Fred Hopkins (October 11, 1947 – January 7, 1999)
Hopkins was born in Chicago,[1] and grew up in a musical family, listening to a wide
variety of music from an early age.[8] He attended DuSable High School, where he
studied music under "Captain" Walter Dyett, who became well-known for mentoring
and training musicians.[9] He was originally inspired to learn the cello after seeing a
performance by Pablo Casals on television, but was told by Dyett that because the
school didn't have a cello, he would have to play bass.[8] After graduating from high
school, he worked at a grocery store, but was encouraged by Dyett and other friends
to pursue music more seriously.[8] He soon began playing with the Civic Orchestra
of Chicago, where he was the first recipient of the Charles Clark Memorial
Scholarship,[10] and studying with Joseph Gustafeste, principal bassist for the
Chicago Symphony Orchestra at the time,[1][3] as well as picking up piano duo
gigs.[8] In the mid-1960s, Hopkins attended a concert by AACM members at Hyde
Park and was intrigued.[8] He also began playing with Kalaparusha Maurice
McIntyre, with whom he would make his first recording in 1970 (Forces and
Feelings), and started becoming more serious about improvisation,[8] playing with
Muhal Richard Abrams's Experimental Band and other related groups.[11] Hopkins
stated that a major inspiration at that time was hearing John Coltrane's Coltrane's
Sound: "it really changed my whole outlook on music. I knew then that I could do
anything I wanted to do... And from that point on, I just got more involved, and
started meeting more people over the years."[8]

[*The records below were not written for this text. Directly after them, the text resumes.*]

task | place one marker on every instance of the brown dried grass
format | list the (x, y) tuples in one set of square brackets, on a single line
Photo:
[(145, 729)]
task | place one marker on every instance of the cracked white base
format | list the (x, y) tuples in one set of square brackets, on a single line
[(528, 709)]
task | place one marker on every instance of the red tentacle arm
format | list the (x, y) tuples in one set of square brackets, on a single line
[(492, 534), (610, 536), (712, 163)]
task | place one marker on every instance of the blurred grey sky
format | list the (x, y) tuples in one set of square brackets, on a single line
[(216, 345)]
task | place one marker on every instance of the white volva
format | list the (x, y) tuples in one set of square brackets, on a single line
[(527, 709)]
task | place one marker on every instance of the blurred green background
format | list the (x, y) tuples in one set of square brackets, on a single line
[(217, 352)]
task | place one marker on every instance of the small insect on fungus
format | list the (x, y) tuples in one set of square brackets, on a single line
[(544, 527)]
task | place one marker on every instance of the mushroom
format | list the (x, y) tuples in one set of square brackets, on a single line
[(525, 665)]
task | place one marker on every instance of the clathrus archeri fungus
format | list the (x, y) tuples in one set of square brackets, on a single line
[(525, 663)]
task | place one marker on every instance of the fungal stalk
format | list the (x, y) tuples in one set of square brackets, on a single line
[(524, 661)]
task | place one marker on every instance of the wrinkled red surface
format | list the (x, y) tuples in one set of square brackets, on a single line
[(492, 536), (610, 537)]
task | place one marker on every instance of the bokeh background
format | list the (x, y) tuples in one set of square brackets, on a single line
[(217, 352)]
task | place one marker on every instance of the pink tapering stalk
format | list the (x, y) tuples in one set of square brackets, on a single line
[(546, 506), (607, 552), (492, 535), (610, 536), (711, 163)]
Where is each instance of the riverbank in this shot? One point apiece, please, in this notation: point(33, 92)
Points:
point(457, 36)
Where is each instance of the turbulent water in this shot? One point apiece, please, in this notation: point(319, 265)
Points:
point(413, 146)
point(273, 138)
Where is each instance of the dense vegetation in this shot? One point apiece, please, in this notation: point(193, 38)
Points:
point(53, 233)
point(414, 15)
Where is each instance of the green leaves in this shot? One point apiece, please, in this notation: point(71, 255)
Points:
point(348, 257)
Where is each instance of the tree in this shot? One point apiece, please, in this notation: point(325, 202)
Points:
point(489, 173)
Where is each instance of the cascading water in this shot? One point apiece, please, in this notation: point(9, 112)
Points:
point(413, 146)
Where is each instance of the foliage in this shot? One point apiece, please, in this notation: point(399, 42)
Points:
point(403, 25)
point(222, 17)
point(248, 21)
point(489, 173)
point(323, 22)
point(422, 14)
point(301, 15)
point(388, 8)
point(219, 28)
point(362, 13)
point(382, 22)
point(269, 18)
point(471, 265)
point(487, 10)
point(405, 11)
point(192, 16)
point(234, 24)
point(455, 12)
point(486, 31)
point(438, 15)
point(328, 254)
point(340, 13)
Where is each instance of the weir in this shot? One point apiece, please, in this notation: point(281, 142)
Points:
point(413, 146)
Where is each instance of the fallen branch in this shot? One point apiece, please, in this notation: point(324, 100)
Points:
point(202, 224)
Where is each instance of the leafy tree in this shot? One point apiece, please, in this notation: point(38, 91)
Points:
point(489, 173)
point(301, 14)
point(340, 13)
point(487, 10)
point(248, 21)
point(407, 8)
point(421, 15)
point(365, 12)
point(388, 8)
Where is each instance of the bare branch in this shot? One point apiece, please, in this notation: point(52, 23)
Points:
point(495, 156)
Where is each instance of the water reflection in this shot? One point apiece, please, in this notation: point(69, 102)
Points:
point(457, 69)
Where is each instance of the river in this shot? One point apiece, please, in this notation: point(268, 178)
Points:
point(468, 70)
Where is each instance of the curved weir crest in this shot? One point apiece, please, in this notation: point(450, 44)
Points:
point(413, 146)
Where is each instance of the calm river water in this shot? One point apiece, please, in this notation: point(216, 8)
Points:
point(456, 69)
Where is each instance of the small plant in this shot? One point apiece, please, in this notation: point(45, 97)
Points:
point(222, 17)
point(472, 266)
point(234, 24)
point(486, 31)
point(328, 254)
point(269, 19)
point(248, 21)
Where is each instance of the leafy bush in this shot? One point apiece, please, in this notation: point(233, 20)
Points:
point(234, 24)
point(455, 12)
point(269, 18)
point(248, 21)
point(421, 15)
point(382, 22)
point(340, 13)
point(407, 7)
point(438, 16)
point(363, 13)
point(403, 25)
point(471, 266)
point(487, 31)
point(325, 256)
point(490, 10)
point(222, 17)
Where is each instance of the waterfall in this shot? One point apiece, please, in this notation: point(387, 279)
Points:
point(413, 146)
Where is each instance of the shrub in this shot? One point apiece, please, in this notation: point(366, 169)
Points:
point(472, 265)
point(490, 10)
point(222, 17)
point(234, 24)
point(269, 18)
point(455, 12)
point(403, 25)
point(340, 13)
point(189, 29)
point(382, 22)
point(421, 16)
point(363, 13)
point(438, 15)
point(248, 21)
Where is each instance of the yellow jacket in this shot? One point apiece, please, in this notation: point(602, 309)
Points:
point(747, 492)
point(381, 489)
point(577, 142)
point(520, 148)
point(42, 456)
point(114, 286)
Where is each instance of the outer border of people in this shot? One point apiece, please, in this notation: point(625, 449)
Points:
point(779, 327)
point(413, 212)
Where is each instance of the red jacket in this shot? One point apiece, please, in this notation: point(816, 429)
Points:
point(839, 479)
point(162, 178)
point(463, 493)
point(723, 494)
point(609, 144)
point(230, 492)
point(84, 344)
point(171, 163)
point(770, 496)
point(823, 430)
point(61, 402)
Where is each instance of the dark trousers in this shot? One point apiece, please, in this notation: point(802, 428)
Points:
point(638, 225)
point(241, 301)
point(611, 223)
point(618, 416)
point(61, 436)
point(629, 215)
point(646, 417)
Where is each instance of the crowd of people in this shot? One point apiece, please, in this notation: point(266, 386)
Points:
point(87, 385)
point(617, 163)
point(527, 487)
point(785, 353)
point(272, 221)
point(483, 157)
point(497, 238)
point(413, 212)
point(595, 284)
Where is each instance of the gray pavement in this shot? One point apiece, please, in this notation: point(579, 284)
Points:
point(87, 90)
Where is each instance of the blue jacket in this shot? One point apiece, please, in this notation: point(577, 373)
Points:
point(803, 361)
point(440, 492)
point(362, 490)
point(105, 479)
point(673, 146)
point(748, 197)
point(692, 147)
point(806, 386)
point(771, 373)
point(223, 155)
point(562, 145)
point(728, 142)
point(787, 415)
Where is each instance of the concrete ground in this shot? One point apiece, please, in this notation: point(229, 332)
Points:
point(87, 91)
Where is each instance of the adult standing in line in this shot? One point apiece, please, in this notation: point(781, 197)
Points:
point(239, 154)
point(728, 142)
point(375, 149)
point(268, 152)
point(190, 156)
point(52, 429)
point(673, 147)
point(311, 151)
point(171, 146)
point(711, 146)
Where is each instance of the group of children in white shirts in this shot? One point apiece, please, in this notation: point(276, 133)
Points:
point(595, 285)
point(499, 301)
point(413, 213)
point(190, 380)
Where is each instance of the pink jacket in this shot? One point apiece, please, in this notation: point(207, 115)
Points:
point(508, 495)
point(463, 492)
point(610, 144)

In the early 1970s, he formed a trio called Reflection with saxophonist Henry
Threadgill and drummer Steve McCall. In 1975, he, like many other Chicago free-
jazz musicians,[12] left and moved to New York,[1] where he soon regrouped with
Threadgill and McCall, who also moved there at around the same time. They
renamed their trio Air, and went on to tour and record extensively.[13] He also
joined the AACM, immersed himself in New York's loft scene,[3] and, over the
following decades, increasingly gained recognition, gigging with Roy Haynes[12] and
performing and recording with artists such as Muhal Richard Abrams, Hamiet
Bluiett, Anthony Braxton, Marion Brown, Arthur Blythe, Oliver Lake, David Murray,
Diedre Murray, and Don Pullen, as well as with various groups led by Threadgill.[12]
In 1997, he moved back to Chicago,[1] stating that he "got tired of the stress" of
living in New York, and reuniting with "ten brothers and sisters and 35 nieces and
nephews". [12] He continued to perform, tour, and record with a wide variety of
musicians. He died in 1999 at age 51 of heart disease at the University of Chicago
Hospital.[3]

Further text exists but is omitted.